After a long story of development, familiar to all of us, the platform had changed positively to what we have now, how it works and looks today. 2016 included two major releases, WordPress 4.6 “Pepper” and WordPress 4.7 “Sarah Vaughan”, being launched on August 16 and December 6, which were followed with some bug fixes, and coming next on July 8, WordPress 4.8 update.

What is coming next:

It is important to mention, that on the last WordCamp 2016, conducted in Philadelphia in December, Matt Mullenweg told all the participants about the current state of the project, and the direction they have turned their look at. The first point had been mentioned, was the course of action directed on the REST API, which Matt is planning to be running on every WordPress site. Another aim is to get deeper into customization, making editing preferably immediate and displayed on multiple devices, from his words. Not the least feature is an add-on for Chrome, which means WordPress blog post can be built in the Google document.

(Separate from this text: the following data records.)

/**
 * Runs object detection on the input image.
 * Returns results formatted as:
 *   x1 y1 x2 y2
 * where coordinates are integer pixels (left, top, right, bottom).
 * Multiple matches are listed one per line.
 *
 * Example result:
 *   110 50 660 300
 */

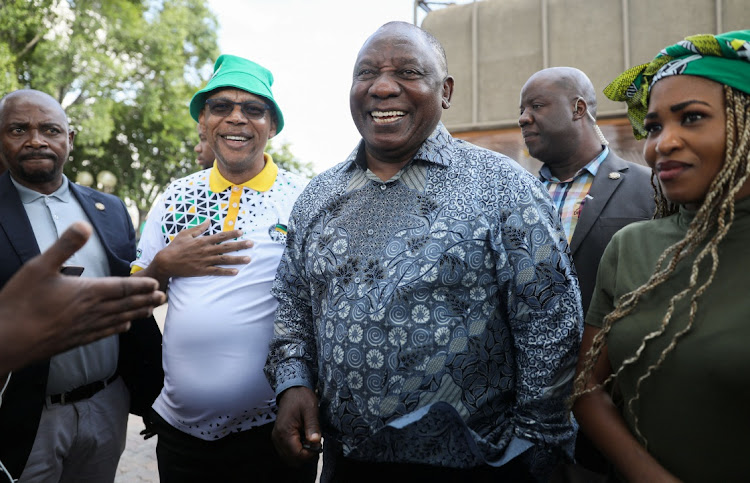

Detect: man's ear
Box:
573 96 589 121
443 75 454 109
268 117 276 139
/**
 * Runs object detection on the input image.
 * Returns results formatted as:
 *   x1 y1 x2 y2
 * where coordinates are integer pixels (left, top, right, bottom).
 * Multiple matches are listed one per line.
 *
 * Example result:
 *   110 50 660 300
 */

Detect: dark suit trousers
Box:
151 410 318 483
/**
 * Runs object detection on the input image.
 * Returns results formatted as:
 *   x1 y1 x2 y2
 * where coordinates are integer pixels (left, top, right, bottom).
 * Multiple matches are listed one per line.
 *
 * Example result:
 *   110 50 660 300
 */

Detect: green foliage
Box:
266 139 317 178
0 0 218 227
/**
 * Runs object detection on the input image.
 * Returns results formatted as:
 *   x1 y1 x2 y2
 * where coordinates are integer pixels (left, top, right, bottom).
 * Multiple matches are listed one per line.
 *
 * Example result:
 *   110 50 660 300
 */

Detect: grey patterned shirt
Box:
266 124 583 475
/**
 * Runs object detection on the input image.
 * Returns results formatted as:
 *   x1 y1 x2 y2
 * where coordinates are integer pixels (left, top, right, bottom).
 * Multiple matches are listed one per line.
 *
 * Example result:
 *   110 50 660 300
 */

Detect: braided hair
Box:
571 85 750 444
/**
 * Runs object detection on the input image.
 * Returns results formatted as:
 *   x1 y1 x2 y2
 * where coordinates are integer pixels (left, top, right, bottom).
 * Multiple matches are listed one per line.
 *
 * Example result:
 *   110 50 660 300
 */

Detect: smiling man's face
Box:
349 24 453 168
199 88 276 184
0 90 75 194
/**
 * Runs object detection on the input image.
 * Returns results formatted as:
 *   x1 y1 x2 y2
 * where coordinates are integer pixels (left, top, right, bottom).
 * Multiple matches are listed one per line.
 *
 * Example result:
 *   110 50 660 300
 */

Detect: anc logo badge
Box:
268 223 286 245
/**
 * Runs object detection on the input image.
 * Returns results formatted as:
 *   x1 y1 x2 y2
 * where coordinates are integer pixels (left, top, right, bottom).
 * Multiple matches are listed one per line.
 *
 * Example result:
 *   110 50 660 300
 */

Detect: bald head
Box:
526 67 596 119
0 89 68 124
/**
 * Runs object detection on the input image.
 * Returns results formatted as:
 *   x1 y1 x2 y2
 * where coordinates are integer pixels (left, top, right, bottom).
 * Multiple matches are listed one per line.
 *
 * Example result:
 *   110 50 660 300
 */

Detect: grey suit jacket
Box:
570 150 654 314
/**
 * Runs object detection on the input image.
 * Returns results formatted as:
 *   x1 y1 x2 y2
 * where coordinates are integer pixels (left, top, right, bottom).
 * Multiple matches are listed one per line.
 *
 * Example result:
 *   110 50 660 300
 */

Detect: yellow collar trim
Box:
208 153 279 193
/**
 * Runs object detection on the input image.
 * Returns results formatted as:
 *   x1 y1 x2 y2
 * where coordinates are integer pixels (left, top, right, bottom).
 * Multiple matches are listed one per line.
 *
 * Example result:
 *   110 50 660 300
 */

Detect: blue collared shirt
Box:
266 124 583 474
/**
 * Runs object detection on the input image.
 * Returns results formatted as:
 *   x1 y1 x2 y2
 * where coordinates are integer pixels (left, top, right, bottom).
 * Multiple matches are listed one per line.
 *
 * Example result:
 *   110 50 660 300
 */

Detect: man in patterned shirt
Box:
133 55 317 483
266 22 583 481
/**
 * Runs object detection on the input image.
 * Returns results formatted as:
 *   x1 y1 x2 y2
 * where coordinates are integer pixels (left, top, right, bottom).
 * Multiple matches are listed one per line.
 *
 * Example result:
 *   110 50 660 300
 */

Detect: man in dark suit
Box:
0 90 163 482
518 67 654 313
518 67 654 472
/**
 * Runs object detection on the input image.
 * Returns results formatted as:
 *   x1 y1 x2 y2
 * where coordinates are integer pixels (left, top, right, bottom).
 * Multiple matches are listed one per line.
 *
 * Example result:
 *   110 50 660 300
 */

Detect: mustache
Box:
18 151 57 161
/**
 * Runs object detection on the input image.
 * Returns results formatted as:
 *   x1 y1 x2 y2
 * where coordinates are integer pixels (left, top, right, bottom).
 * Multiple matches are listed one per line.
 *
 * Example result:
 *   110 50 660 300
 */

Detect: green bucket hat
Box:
190 54 284 134
604 30 750 139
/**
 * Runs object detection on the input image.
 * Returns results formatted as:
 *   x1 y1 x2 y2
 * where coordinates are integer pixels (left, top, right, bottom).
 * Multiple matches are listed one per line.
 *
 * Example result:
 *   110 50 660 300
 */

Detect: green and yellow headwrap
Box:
604 30 750 139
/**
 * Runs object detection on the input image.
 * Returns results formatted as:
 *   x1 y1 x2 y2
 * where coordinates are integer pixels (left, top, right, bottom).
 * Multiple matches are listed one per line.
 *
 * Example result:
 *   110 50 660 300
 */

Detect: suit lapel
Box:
570 151 628 254
69 181 122 274
0 172 39 263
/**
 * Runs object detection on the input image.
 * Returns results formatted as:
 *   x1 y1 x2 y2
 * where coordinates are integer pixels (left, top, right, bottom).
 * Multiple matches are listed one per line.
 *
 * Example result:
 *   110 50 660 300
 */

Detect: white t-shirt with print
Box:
133 161 307 440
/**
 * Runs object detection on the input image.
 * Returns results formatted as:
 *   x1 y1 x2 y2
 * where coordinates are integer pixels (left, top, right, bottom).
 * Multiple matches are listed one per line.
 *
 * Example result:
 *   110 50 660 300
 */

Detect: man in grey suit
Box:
518 67 654 313
518 67 654 473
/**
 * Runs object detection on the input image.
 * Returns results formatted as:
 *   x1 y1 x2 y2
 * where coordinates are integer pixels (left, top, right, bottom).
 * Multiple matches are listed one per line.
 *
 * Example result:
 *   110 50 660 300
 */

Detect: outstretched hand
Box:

Any change that happened during the existence of WordPress reflects on the sites that are built on it. And we are hoping, that future plans would be coming only with useful updates, constructive and functional decisions, as all the previous years before, that proved WordPress to be, what it have become. Nobody knows where Matt and Mike will appear in two or more years, but it is probably a matter of time when the community would produce another loud “WOW”.

Anyway, the course of development and users’ wishes are interdependent. Whenever you may use WordPress, whether it is a blog, E-commerce site, portal or another recourse, what do you expect WP turn out to be?